Will Be Dismantled and Its Artwork Removed
Stuck at the traffic light at Wilshire and 26th Street in Santa Monica, southbound motorists often look at the 40- ft. by 16-ft. Millard Sheets mosaic depicting a beach scene and the stained glass and bronze statues (by Richard Ellis and John Svenson).
A Pacific Palisades resident wrote Circling the News, “A couple years ago I read an article about it [the mosaic] getting historical status. Now I read on Nextdoor that it is being taken down ASAP. I love that mosaic. My questions are: 1) How come the removal of this mosaic was approved so quietly? 2) Is this a rumor or true?”
The building was indeed designated a historic landmark in March 2017. The property owner’s attorney, Roger Diamond, had threatened to sue the City of Santa Monica over the property’s designation as an historic landmark (www.surfsantamonica.com/ssm_site/the_lookout/news/News-2018/September-2018/09_05_2018_Iconic_Santa_Monica_Mosaic_Could_Be_Removed_Under_Legal_Settlement%20.html).
A May 2019 Santa Monica Lookout story (“Iconic Santa Monica Beach Mural Will Soon Be Removed”) stated: “The mural is being removed under a settlement agreement with the owner approved by the City Council last August. Under the agreement, the City revoked the historic designation, blocked any new application for five years and paid [owner Mark] Leevan $250,000.

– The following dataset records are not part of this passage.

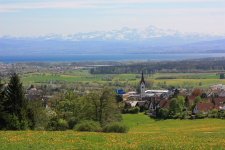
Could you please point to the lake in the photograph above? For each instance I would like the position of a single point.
(102, 57)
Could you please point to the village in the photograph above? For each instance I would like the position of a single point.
(153, 100)
(197, 101)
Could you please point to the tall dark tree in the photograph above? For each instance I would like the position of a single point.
(2, 122)
(15, 104)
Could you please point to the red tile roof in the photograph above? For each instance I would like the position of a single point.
(204, 107)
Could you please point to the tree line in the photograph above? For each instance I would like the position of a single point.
(95, 111)
(164, 66)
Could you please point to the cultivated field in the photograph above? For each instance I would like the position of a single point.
(145, 133)
(185, 80)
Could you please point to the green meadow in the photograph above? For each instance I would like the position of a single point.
(185, 80)
(145, 133)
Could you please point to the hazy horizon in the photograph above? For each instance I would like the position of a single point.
(39, 17)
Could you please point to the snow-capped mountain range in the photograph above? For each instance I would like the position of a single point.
(124, 40)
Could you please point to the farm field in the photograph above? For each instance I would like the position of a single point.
(185, 80)
(145, 133)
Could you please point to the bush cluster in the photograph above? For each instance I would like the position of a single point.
(132, 110)
(88, 125)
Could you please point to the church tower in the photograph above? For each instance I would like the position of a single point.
(142, 85)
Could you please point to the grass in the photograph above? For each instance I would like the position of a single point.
(145, 133)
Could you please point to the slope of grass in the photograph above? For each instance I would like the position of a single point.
(145, 133)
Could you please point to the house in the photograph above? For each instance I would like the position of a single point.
(219, 103)
(120, 92)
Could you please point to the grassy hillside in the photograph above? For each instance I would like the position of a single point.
(145, 133)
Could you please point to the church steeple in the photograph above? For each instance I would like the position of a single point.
(142, 85)
(142, 78)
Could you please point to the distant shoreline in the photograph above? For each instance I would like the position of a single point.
(108, 57)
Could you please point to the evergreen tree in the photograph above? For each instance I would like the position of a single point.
(2, 122)
(15, 104)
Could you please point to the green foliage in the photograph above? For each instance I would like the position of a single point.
(222, 76)
(13, 122)
(72, 122)
(221, 114)
(15, 105)
(132, 110)
(116, 127)
(62, 125)
(198, 99)
(213, 113)
(163, 113)
(88, 125)
(38, 115)
(57, 124)
(200, 115)
(176, 106)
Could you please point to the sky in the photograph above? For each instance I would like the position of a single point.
(44, 17)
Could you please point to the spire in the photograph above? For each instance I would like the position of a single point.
(142, 78)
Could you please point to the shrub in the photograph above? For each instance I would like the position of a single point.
(200, 115)
(221, 114)
(57, 124)
(88, 125)
(163, 113)
(115, 127)
(62, 125)
(133, 110)
(213, 113)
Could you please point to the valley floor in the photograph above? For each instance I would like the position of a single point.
(145, 133)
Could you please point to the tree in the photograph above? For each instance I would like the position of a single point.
(15, 104)
(2, 121)
(176, 106)
(187, 102)
(197, 92)
(108, 108)
(222, 76)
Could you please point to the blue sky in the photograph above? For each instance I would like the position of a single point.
(41, 17)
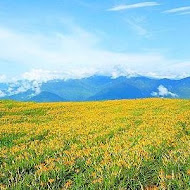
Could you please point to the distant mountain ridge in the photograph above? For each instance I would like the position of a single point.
(95, 88)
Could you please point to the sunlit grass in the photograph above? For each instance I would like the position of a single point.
(127, 144)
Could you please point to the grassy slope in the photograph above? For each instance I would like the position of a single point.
(129, 144)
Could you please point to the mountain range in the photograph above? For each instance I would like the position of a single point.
(95, 88)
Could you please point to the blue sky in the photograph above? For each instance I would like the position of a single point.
(45, 39)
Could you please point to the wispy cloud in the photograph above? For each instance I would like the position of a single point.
(134, 6)
(137, 24)
(61, 55)
(163, 92)
(177, 10)
(185, 13)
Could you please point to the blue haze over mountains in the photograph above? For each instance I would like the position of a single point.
(95, 88)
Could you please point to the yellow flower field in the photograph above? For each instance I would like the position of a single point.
(124, 144)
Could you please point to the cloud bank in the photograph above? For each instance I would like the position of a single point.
(163, 92)
(42, 57)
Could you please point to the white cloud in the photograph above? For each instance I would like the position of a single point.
(76, 55)
(133, 6)
(137, 24)
(163, 92)
(2, 94)
(177, 10)
(3, 78)
(185, 13)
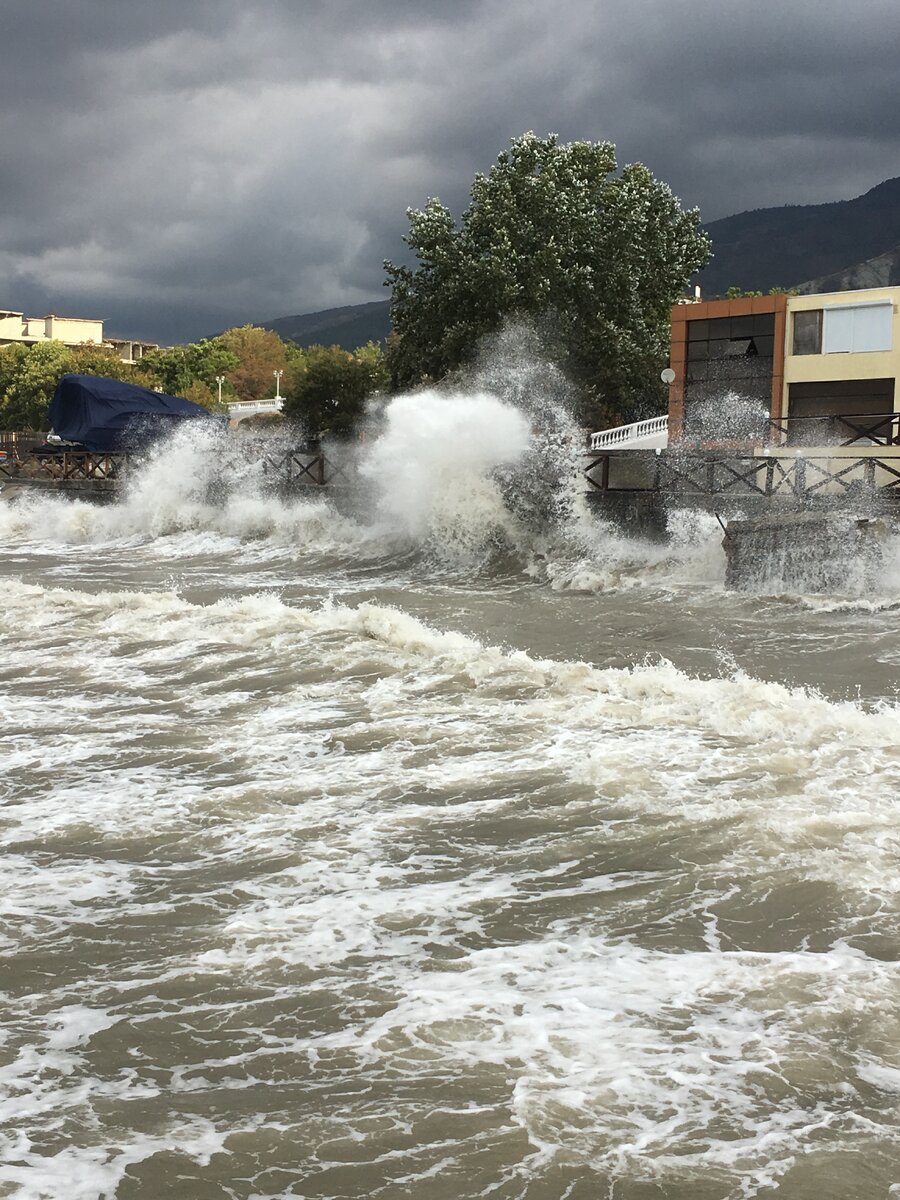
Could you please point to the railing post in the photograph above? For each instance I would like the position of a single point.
(799, 478)
(869, 474)
(769, 475)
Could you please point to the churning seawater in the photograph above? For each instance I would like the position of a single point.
(431, 850)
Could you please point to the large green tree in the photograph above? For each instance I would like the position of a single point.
(328, 389)
(178, 369)
(592, 256)
(259, 353)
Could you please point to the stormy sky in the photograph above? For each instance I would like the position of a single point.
(184, 166)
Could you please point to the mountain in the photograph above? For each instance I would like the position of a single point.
(796, 244)
(814, 247)
(882, 271)
(349, 327)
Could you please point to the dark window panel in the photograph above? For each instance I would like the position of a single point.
(765, 323)
(808, 331)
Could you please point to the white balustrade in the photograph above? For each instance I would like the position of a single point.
(652, 432)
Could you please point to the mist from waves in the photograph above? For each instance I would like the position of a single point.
(480, 481)
(475, 481)
(316, 893)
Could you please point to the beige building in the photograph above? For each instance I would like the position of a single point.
(18, 329)
(815, 370)
(841, 367)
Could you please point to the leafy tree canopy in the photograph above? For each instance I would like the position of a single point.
(29, 376)
(259, 353)
(594, 257)
(328, 389)
(177, 369)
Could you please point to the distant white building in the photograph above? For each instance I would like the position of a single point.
(18, 329)
(241, 409)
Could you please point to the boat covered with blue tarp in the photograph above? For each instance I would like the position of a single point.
(109, 415)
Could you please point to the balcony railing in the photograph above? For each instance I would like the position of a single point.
(631, 436)
(840, 430)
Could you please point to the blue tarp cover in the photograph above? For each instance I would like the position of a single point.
(105, 414)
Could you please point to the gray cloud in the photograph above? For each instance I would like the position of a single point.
(190, 165)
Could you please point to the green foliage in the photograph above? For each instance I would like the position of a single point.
(28, 379)
(592, 256)
(739, 294)
(258, 354)
(177, 369)
(327, 391)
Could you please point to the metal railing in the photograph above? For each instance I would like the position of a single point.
(840, 429)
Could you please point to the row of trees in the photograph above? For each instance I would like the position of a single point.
(325, 388)
(555, 238)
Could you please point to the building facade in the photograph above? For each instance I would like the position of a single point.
(802, 371)
(18, 329)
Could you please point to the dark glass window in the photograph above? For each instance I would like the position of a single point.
(808, 331)
(742, 327)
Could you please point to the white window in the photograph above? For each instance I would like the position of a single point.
(857, 328)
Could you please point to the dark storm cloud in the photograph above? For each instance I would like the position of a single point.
(189, 165)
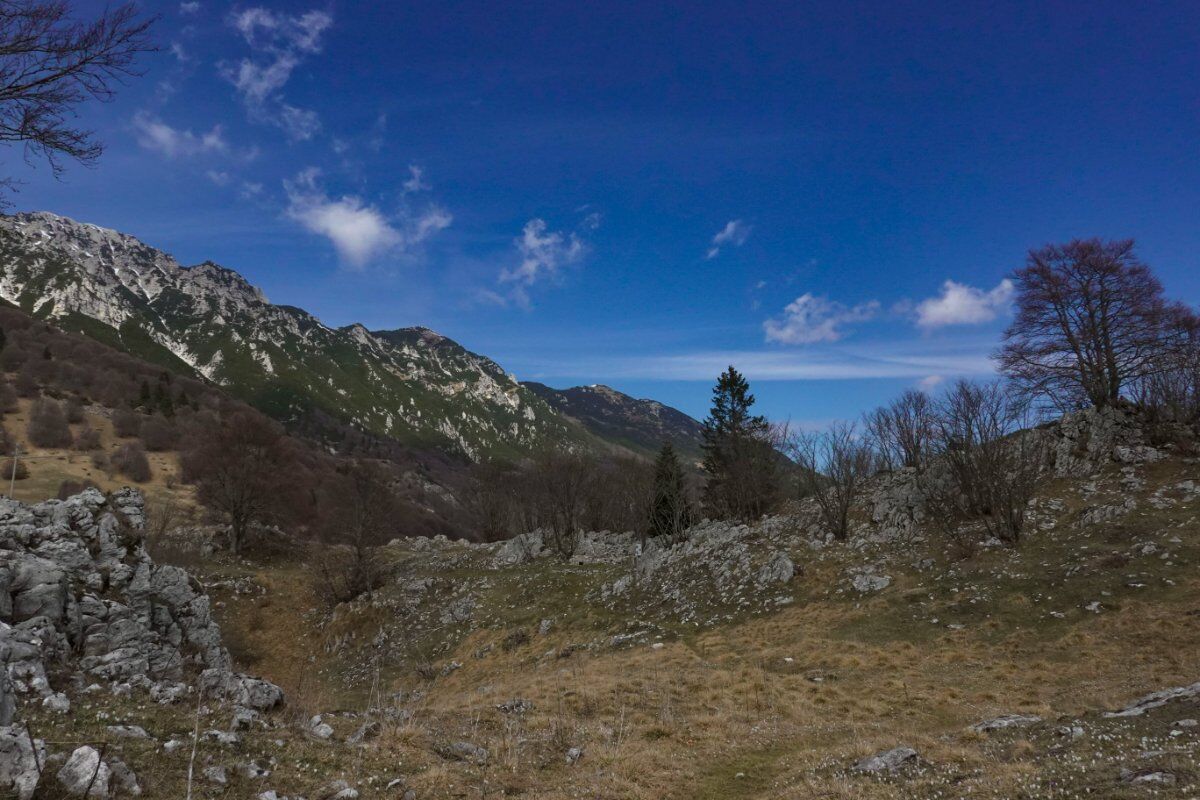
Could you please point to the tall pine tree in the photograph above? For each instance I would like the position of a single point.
(670, 511)
(739, 461)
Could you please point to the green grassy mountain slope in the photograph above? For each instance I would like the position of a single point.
(639, 425)
(412, 384)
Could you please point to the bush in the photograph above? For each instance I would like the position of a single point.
(990, 463)
(126, 423)
(6, 470)
(101, 461)
(27, 385)
(159, 433)
(131, 461)
(7, 397)
(48, 425)
(73, 410)
(12, 358)
(88, 438)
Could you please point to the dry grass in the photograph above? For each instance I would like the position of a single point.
(49, 468)
(773, 707)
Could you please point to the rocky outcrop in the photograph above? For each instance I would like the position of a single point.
(1085, 441)
(719, 569)
(887, 762)
(79, 596)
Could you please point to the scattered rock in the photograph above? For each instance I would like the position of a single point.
(319, 729)
(1006, 721)
(127, 732)
(366, 732)
(85, 774)
(465, 751)
(19, 759)
(216, 775)
(1156, 699)
(867, 581)
(887, 762)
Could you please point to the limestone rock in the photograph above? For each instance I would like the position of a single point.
(19, 759)
(887, 762)
(85, 774)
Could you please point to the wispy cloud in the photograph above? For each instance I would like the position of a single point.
(415, 181)
(155, 134)
(910, 362)
(961, 305)
(544, 252)
(810, 319)
(735, 234)
(359, 232)
(280, 43)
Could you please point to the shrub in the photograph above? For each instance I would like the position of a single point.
(88, 438)
(126, 423)
(22, 470)
(12, 358)
(73, 410)
(25, 384)
(48, 425)
(7, 397)
(130, 461)
(990, 463)
(159, 433)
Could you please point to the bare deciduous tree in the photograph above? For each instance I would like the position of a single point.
(1090, 320)
(901, 433)
(990, 462)
(48, 425)
(51, 62)
(363, 513)
(832, 465)
(240, 470)
(559, 482)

“Leevan agreed to preserve the artwork – which also features stained-glass and bronze sculptures that depict a family playing in the surf and a child with dolphins – and donate it to the City or a nonprofit organization.”
The mural and sculptures will go to the Hilbert Museum of California Art at Chapman University in the city of Orange.
According to a June 6 Santa Monica Daily Press story (“New Home for Millard Sheets Mural”), “Brian Worley of Brian Worley Art & Restoration, who originally worked on fabricating the mosaic, will be collaborating with Rosa Lowinger and her team of expert conservators at Rosa Lowinger Associates.” Visit: rlaconservation.com.
The article noted that Millard Sheets’ son, Tony, was the person behind the Hilbert Museum accepting the gift.
Sheets designed more than 150 Home Savings bank buildings and their artwork, which was unique and tailored for the specific location.
A 2018 book by Adam Arenson (“Banking on Beauty: Millard Sheets and Midcentury Commercial Architecture in California”) notes, “I want buildings that will be exciting seventy-five years from now,” financier Howard Ahmanson told visual artist Millard Sheets, offering him complete control of design, subject, decoration and budget for his Home Savings and Loan branch offices. The partnership between Home Savings—for decades, the nation’s largest savings and loan—and the Millard Sheets Studio produced more than 160 buildings in California, Texas, Florida, New York, Ohio, Illinois and Missouri over the course of a quarter century. Adorned with murals, mosaics, stained glass and sculptures, the Home Savings (and Savings of America) branches displayed a celebratory vision of community history and community values that garnered widespread acclaim.”
Millard Sheets (1907-1989) was born in Pomona and was an artist and architectural designer.
According to the Los Angeles Conservancy, “In recent years, Sheets’ work has grown increasingly vulnerable to demolition and excessive alteration. The integration of art and architecture in his buildings underscores the importance of protecting both structure and site-specific art together, in situ, as part of Sheets’ unique legacy.”